Replacing oil from small pores of tight oil-wet rocks relies on altering the rock wettability with the injected fracturing fluid. Among different types of wettability-alteration surfactants, the liquid nanofluid has less adsorption loss during transport in the porous media, and can efficiently alter the rock wettability; meanwhile, it can also maintain a certain oil-water interfacial tension driving the water imbibition. In the previous study, the main properties of a Nonionic nanofluid-diluted microemulsion (DME) were evaluated, and the dispersion coefficient and adsorption rate of DME in tight rock under different conditions were quantified.

In this study, to more intuitively show the change of wettability of DME to oil-wet rocks in the process of core flooding experiments and the changes of the water invasion front, CT is used to carry out on-line core flooding experiments, scan and calculate the water saturation in time, and compare it with the pressure drop in this process.
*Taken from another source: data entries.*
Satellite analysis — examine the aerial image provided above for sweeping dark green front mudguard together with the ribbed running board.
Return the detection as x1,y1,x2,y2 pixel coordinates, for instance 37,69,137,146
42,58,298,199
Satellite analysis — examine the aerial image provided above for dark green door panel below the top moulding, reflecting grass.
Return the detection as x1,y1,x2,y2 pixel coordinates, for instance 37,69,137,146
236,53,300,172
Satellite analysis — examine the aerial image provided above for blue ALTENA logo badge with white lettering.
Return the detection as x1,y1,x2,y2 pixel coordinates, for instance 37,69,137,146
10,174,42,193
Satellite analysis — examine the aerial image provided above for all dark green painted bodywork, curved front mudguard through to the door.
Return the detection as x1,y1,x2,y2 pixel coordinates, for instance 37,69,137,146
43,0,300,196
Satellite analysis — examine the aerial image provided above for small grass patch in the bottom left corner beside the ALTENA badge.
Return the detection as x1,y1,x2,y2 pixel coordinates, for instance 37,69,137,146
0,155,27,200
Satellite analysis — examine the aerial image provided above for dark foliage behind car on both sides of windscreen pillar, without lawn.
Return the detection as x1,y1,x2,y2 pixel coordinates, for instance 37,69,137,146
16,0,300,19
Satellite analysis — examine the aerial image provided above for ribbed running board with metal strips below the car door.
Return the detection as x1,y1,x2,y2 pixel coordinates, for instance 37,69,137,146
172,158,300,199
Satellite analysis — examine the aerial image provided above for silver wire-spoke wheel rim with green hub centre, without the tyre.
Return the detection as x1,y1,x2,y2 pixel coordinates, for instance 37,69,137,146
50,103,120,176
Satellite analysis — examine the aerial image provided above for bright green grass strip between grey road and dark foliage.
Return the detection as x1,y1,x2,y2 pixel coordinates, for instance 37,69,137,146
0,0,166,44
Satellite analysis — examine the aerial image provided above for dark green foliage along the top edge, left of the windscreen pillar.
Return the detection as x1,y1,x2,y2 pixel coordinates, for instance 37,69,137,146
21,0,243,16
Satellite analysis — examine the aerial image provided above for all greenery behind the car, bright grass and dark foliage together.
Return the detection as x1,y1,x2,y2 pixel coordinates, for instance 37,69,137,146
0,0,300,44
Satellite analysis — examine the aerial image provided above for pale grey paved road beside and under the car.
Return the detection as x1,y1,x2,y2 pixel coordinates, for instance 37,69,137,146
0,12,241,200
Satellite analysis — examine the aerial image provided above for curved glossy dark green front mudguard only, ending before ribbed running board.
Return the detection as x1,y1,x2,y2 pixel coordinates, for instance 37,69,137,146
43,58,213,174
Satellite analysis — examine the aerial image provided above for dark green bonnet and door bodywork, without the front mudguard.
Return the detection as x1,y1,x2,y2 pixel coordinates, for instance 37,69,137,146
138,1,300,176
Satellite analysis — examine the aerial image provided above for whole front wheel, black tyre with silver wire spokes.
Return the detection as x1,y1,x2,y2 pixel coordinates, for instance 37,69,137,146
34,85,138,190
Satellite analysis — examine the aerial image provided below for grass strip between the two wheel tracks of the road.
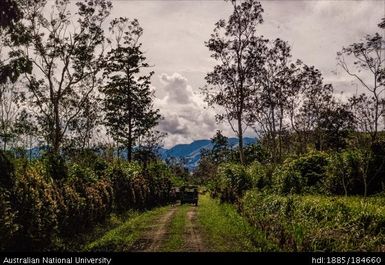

Besides, the heterogeneity of rock samples is quantified in this paper. The results show that when the DME is used as the fracturing fluid additive, fingering of the water phase is observed at the beginning of the invasion; compared with brine, the fracturing fluid with DME has deeper invasion depth at the same time; the water invasion front gradually becomes uniform when the DME alters the rock wettability and triggers the imbibition; for tight rocks, DME can enter deeper pores and replace more oil because of its dominance. Finally, the selected nanofluids of DME were tested in two horizontal wells in the field, and their flowback fluids were collected and analyzed. The results show that the average droplet size of the flowback fluids in the wells using DME decreases with production time, and the altered wetting ability gradually returns to the level of the injected fracturing fluid. It can be confirmed that DME can migrate within the tight rock, make the rock surface more water-wet and enhance the imbibition capacity of the fracturing fluid, to reduce the reservoir pressure decline rate and increase production.